Arthur picked up the second slingshot and looked meaningfully down at his son.
‘If I say you can keep the rest, will you solemnly swear to use them sparingly? And never, ever in Professor McGonagall’s class?’ His son beamed and agreed immediately. Arthur knelt in front of Fred, and put his hands on the boy’s shoulders. ‘You must never tell Mum I’ve seen this.’
Fred grinned. ‘I like you too much to do that, Dad.’
Arthur ruffled Fred’s hair affectionately; unlike Percy, the younger boy grinned and almost nuzzled his head beneath his father’s hand.
A shout came up the stairs. ‘Dad!’ Charlie yelled. ‘Have you seen Scabbers?’
Arthur looked at Fred expectantly. The eleven year-old looked back at him, wide-eyed with innocence. ‘Don’t ask me!’
‘Maybe Ron and Ginny have him in their stupid den.’
‘Fred, your pocket is wriggling,’ said Arthur patiently, holding out a hand.
Fred blushed and reached into his pocket, pulling out a fat little rat and handing him to Arthur, who surveyed it with laughter twitching at his mouth. ‘Now, Fred.

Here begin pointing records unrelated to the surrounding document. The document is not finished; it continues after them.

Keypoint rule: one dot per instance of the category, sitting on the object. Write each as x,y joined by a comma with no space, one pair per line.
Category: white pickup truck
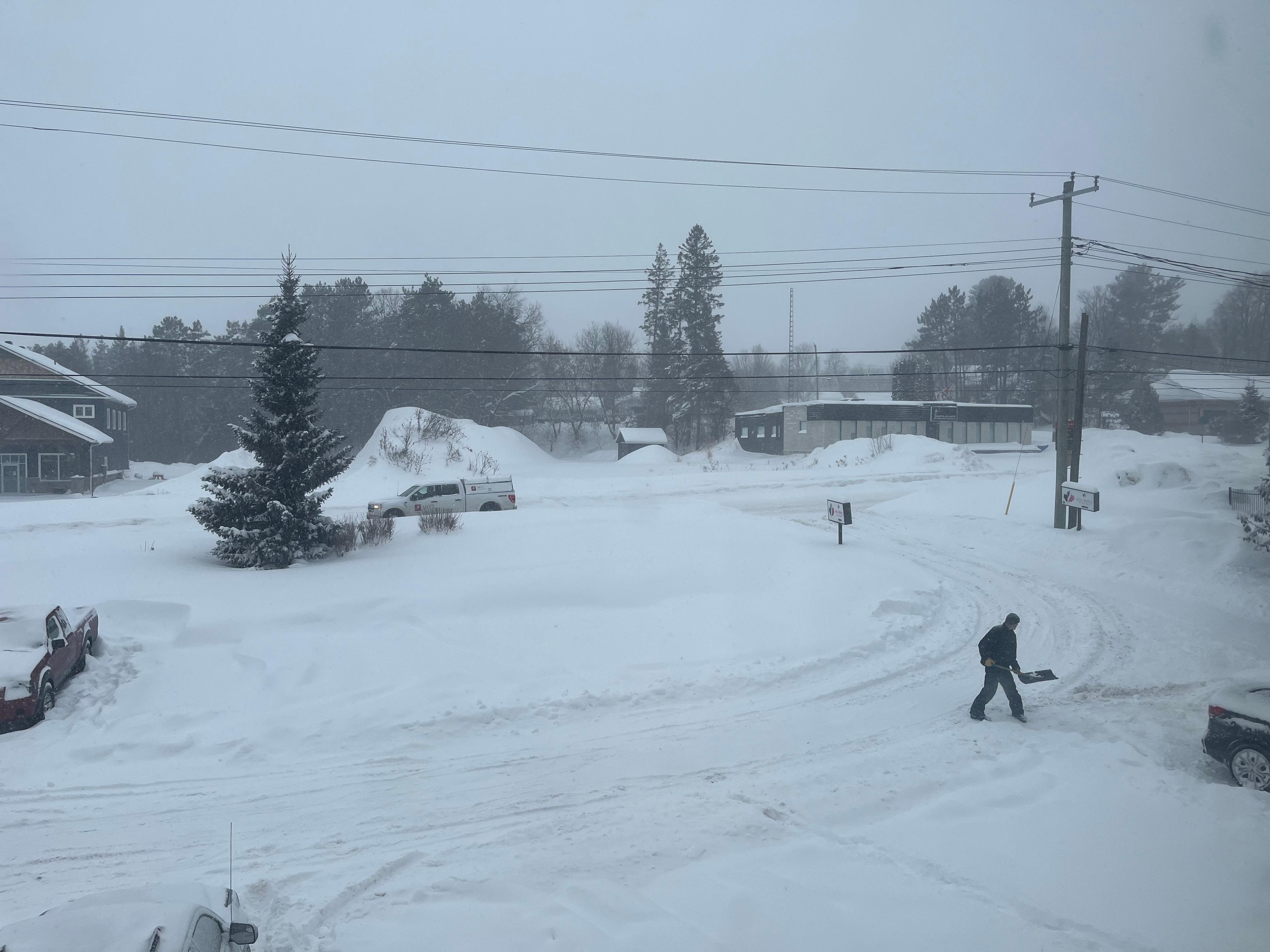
459,497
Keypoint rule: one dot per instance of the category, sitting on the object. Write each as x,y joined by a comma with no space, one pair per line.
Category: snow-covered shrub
343,536
445,524
375,532
483,464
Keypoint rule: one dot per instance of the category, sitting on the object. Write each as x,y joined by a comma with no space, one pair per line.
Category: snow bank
1165,475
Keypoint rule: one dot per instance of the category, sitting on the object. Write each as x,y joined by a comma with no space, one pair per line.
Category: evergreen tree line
187,397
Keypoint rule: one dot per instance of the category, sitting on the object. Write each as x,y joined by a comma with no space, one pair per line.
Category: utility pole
789,391
1065,341
1074,516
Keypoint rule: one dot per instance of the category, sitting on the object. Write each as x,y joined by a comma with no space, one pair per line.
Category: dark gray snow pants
993,677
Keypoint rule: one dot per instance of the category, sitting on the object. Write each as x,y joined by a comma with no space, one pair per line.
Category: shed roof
56,418
652,436
1179,386
49,364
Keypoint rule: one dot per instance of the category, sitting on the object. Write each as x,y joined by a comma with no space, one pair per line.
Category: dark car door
63,655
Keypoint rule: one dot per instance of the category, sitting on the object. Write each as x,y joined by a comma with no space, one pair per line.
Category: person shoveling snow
999,653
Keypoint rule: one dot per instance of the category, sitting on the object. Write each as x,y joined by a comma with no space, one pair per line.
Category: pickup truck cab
173,917
40,650
456,497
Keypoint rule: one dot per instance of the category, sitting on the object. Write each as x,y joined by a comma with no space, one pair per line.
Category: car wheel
1251,768
46,702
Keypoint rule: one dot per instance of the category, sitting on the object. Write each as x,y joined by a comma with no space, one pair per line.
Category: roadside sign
839,513
1081,496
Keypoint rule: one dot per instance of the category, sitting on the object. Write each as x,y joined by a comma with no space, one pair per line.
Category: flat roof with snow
1179,386
648,436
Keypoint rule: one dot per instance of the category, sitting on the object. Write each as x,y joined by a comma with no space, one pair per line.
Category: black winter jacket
1001,645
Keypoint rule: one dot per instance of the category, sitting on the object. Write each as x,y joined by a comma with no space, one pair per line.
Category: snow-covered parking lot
660,707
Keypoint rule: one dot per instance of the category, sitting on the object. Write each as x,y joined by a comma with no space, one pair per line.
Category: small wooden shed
632,439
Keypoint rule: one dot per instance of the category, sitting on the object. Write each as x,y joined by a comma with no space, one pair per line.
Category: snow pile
1165,475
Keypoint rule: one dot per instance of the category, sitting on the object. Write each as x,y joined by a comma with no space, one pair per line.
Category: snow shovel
1033,677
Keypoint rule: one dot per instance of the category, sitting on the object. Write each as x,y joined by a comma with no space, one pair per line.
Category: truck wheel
46,702
1251,768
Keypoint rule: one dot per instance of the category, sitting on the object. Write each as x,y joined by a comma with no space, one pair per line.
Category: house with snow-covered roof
60,432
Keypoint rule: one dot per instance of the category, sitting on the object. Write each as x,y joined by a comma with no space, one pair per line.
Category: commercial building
1193,402
803,427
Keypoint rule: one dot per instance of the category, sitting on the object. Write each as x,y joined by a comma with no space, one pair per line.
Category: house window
51,466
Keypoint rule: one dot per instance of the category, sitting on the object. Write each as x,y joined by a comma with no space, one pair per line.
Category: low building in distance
1193,402
803,427
632,439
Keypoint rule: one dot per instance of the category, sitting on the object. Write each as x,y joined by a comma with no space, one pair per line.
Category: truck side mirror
243,933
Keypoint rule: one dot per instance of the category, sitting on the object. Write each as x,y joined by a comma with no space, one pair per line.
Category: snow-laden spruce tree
1142,413
271,514
1246,423
703,376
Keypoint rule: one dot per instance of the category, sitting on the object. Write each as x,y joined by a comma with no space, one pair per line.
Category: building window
51,466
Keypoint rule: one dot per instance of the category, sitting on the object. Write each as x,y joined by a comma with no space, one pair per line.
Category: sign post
841,514
1081,496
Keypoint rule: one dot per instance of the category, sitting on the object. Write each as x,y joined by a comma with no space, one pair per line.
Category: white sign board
1081,496
840,513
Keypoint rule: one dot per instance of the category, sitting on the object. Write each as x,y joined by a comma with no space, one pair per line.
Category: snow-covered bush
375,532
444,524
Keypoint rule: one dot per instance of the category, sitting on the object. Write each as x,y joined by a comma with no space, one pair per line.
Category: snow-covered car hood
1249,699
22,643
123,921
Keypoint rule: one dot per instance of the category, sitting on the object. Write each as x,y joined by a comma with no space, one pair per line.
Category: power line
541,290
503,172
262,272
502,258
1170,221
498,353
1184,195
317,130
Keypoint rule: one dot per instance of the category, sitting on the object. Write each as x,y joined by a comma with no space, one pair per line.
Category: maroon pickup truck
38,652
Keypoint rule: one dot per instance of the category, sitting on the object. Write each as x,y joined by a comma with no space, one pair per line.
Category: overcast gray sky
1169,94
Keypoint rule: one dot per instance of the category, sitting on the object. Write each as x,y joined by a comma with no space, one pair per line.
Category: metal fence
1250,502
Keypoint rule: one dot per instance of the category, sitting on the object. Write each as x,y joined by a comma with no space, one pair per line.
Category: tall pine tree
662,333
271,514
1142,413
703,376
1246,423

This is an example of what we were talking about...’
‘We just wanted to get him ready for school. We were being helpful,’ said Fred, glee dancing in his eyes as he noticed the amusement his father was fighting to hide.
Arthur looked down at Scabbers. The twins had cut little holes in a red and yellow striped sock, and the creature was wearing it like a knitted pullover. Pinned proudly to it was Charlie’s lost prefects badge.
‘Can I go now?’ asked Fred, dancing from foot to foot as he became restless to reunite with George. The two of them just didn’t know how to be apart; even as babies, Arthur would often find them holding hands in their sleep. They blushed and punched each other on the arm now, if that sweet memory was ever brought up in their presence.
Arthur sighed as he tried to assess the possibility that he and Molly would make it to the end of the first week of term without an owl arriving from Hogwarts to inform them of some sort of detention. He looked at Fred, so similar to his twin and yet so different - and it was too easy for people to think of Fred and George as one entity. For Arthur, aside from occasionally muddling up their faces, there was no confusing their souls. So similar, and yet so different. George had a gentle, permeating glow; Fred burned brightly, simultaneously astonishing and warming everyone around him.
Arthur’s little flame was nearly hopping up and down on the spot now; Arthur handed him the rat and gave a nod.
‘Off you go,’ he said. ‘Give Scabbers back to Charlie right now.’
‘Cheers Dad,’ grinned Fred, before turning and clattering quickly down the stairs.
Arthur stood still for a moment in Fred’s wake, looking down at the open trunks. Molly would no doubt join him soon, for a post-match analysis of their conversations with the boys... wincing at the familiar creak of his knees once again, Arthur knelt and began to carefully place the folded robes and books over the boxes of tricks.